Back in Berlin, Marion first took work with the social welfare office of the city council. This was dominated by Communists, but Marion’s work was to find and reunite the families of the resistance members. When the coup failed on July 20, 1944, not only were most of the wives, parents and adult children of the condemned also arrested, but the young children and infants of the conspirators were assigned new names and divided up among “good” Nazi families. Thus, quite apart from all difficulties of trying to find loved-ones in a world where the infrastructure was largely obliterated, neither post nor telephones worked, and new borders with new rulers had been created, the survivors of the resistance had to find out under what name and to which Nazi family their small children had been given. It was important work, and Marion enjoyed it. But around her she witnessed the increasing terror of the German Communists and their Soviet masters. Marion had experienced the consequences of one dictatorship far too acutely to be indifferent. She turned her back on the East and looked for new opportunities in the Western Sectors of Berlin.
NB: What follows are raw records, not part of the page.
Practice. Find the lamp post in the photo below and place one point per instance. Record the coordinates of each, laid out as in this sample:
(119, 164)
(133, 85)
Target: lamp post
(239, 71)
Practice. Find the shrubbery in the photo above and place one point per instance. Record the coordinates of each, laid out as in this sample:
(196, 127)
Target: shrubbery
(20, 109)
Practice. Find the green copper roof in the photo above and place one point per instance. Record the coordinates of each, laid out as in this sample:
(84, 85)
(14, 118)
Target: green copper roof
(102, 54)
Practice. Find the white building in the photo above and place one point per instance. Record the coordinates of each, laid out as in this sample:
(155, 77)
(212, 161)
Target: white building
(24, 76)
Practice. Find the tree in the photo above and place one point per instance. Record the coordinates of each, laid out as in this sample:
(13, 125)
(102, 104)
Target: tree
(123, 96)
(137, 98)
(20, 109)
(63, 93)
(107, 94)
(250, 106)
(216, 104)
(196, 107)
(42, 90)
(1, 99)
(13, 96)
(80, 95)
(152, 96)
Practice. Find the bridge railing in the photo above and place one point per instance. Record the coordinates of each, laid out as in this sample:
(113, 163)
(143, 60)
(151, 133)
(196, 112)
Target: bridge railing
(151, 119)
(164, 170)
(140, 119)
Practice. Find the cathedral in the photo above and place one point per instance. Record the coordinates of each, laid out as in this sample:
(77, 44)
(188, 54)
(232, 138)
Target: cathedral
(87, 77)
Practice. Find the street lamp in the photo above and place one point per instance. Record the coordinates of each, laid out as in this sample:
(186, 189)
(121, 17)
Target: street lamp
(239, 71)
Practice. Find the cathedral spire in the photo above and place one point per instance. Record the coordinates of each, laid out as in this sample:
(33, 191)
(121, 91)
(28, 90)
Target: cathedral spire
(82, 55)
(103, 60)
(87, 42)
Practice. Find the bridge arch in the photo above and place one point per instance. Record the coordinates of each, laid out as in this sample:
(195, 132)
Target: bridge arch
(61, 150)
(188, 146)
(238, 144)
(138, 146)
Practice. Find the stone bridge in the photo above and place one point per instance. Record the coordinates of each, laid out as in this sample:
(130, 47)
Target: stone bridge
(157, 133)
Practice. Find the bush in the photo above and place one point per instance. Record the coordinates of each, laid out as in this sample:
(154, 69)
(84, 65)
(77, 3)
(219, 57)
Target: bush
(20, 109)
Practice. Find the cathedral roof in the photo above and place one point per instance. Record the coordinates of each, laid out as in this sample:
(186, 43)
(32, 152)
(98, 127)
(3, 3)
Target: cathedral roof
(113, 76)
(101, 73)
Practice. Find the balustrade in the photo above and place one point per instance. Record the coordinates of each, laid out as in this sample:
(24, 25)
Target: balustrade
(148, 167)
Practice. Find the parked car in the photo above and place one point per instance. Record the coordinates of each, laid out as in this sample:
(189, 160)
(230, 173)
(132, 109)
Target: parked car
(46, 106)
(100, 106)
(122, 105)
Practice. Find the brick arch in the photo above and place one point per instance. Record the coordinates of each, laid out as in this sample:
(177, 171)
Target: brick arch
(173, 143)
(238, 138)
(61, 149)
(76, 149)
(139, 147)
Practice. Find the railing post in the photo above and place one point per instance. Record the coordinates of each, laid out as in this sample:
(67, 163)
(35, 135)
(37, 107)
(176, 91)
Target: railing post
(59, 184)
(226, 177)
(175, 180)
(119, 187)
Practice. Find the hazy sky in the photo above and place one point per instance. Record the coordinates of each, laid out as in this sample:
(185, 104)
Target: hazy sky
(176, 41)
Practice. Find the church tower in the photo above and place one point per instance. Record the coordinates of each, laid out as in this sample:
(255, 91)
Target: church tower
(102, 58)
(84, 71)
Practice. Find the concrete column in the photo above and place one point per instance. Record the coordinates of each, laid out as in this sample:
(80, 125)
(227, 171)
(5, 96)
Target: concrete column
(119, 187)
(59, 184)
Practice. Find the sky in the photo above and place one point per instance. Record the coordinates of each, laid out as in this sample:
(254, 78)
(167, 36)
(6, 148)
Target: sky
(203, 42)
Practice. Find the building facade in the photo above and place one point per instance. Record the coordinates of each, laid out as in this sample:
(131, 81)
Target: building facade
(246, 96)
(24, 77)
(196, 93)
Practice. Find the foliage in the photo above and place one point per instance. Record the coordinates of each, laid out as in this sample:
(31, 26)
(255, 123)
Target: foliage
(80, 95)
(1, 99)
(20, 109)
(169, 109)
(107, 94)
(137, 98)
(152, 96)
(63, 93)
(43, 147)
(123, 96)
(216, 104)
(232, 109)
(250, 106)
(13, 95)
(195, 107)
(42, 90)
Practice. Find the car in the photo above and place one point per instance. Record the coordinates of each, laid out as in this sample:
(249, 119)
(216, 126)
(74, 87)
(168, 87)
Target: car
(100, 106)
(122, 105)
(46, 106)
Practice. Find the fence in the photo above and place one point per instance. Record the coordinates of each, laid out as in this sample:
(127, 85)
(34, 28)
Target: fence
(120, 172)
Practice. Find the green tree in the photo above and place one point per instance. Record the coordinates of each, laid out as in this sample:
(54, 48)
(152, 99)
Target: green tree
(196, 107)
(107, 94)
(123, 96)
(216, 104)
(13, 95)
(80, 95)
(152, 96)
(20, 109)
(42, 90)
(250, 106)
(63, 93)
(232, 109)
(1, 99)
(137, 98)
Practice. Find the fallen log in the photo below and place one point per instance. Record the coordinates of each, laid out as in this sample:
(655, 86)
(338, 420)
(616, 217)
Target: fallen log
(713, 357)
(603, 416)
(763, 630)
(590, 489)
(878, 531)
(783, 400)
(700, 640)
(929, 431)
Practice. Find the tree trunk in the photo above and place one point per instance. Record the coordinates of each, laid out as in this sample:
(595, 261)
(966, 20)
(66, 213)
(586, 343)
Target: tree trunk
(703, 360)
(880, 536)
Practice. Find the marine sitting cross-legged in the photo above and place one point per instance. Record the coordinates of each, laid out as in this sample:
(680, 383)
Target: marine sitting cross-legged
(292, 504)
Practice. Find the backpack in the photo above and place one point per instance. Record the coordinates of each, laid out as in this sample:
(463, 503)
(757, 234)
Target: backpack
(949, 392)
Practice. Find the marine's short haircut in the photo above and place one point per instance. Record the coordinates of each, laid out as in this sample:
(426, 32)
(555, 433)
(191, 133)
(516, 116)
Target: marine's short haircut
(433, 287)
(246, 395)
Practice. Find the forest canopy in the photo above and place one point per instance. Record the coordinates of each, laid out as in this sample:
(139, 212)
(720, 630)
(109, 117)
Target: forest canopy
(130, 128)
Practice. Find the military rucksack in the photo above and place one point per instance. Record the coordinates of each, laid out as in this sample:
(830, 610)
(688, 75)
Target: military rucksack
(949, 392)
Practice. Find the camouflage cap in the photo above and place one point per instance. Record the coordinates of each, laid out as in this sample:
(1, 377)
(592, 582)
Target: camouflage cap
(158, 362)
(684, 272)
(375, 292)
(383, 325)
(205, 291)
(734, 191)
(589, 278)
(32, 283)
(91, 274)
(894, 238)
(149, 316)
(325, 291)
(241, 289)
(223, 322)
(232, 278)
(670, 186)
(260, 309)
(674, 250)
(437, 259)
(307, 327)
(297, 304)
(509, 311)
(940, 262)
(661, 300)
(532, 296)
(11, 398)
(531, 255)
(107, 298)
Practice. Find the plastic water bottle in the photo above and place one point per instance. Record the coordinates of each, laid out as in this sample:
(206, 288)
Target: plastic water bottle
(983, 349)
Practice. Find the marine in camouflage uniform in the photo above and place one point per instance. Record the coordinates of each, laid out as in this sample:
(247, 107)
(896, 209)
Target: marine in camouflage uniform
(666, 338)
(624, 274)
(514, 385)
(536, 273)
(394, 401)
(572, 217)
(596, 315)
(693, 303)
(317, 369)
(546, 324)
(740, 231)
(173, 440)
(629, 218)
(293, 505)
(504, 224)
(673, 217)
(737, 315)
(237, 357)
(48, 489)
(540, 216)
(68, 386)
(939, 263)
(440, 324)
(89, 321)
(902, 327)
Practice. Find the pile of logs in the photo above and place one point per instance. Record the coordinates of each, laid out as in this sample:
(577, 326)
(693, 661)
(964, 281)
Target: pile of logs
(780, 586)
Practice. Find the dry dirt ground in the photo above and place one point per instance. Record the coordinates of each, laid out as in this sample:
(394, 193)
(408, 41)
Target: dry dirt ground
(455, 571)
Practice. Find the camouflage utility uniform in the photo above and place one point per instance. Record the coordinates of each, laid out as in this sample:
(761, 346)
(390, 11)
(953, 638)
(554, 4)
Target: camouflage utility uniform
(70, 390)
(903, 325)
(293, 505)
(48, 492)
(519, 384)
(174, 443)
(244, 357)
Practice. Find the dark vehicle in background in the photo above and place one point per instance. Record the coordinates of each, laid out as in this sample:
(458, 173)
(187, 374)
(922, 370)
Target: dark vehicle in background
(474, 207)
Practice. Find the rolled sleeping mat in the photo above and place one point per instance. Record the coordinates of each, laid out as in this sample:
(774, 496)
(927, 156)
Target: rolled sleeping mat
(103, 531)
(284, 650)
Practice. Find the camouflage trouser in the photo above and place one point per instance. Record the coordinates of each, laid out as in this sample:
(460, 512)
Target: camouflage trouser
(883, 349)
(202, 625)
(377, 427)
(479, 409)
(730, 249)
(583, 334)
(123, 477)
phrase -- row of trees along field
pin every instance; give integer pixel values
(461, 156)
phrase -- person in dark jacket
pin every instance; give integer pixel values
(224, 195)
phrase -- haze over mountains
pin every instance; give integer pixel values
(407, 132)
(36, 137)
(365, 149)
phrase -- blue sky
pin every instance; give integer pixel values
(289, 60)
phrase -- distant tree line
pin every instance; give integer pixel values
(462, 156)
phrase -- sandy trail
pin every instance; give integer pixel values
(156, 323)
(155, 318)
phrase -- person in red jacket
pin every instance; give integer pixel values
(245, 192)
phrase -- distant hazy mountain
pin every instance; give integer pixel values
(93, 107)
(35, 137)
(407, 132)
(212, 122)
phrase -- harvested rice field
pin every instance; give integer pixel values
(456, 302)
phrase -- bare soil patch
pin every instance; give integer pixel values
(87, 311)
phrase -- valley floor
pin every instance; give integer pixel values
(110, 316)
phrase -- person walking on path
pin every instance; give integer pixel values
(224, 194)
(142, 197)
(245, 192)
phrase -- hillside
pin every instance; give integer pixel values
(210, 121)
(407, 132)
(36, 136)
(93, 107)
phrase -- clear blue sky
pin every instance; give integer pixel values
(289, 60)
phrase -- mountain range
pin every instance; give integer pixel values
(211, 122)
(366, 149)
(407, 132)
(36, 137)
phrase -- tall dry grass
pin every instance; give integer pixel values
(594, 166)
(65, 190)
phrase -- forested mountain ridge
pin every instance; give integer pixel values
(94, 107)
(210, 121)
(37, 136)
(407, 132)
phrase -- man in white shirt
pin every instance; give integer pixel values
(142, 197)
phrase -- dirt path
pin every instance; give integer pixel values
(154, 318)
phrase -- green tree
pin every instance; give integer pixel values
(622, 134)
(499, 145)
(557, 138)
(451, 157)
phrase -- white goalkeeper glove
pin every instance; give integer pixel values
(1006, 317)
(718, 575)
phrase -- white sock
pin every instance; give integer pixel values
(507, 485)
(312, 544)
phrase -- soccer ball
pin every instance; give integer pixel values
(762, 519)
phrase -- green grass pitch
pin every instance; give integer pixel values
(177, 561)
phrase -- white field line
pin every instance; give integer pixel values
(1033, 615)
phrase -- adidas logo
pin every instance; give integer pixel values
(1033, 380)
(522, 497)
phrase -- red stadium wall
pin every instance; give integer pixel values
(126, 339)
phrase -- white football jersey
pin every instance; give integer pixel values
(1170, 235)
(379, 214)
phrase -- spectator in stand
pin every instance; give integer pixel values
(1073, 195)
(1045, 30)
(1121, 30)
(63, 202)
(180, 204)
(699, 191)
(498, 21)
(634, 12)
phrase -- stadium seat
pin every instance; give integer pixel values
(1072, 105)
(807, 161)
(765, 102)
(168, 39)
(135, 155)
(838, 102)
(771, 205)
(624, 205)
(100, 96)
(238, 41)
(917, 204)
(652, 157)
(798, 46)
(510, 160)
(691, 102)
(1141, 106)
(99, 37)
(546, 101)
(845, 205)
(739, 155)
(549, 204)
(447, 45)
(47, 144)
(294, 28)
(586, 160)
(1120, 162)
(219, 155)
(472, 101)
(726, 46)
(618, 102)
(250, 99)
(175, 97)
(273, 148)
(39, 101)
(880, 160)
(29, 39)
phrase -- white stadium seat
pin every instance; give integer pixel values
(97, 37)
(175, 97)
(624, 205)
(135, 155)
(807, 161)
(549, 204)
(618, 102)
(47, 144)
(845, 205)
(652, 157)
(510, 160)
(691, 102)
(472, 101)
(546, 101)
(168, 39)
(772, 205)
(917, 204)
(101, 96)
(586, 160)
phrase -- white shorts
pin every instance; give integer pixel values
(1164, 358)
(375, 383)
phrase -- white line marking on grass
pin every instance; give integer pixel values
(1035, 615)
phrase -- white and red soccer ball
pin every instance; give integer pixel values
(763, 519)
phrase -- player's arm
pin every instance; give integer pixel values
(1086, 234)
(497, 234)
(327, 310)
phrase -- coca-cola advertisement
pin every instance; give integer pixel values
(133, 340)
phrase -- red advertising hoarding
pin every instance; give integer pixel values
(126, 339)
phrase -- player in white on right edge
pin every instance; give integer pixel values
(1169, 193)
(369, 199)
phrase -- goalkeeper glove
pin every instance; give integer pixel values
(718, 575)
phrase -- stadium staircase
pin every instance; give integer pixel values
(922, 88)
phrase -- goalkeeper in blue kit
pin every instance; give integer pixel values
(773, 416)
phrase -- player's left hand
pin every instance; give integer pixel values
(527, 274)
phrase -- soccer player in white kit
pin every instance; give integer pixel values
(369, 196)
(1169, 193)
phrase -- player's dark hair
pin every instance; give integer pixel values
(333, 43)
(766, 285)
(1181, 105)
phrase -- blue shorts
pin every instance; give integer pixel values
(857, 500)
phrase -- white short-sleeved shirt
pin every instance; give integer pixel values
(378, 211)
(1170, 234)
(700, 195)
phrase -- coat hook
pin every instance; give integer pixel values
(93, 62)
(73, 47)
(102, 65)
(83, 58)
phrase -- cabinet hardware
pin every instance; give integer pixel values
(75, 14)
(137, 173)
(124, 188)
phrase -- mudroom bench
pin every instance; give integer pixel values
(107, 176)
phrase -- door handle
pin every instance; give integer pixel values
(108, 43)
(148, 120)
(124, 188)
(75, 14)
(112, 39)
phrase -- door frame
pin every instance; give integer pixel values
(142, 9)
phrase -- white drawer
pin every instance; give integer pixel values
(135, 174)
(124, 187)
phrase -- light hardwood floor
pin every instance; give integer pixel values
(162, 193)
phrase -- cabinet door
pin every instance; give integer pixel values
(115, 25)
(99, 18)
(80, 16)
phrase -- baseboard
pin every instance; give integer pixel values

The Americans at the time (1946) were desperately looking for trained lawyers and judges who were not tainted by a Nazi past. Marion was short just one exam and one last practical internship before being a qualified lawyer. She was advised to complete both qualifications as soon as possible, and no sooner was she finished than she was appointed judge.
One might think that her lack of experience as a lawyer made her ill-suited for the position of judge, but Marion pointed out to me that she had other experiences that were at least, if not more, valuable. Marion knew the smell of prisons from the inside, that “constant mixture of food and urine.” She knew the agonies of isolation, the indignities of lice and filth, and never could she forget the sound of Freisler screaming at her husband without using his name.
Marion vowed that she would never address a defendant by anything other than their proper name. And she vowed she would never condemn anyone to any sentence without first making sure that she understood his or her motives. She rose rapidly in the ranks of the West German judiciary and retired in 1969. And she kept her vows.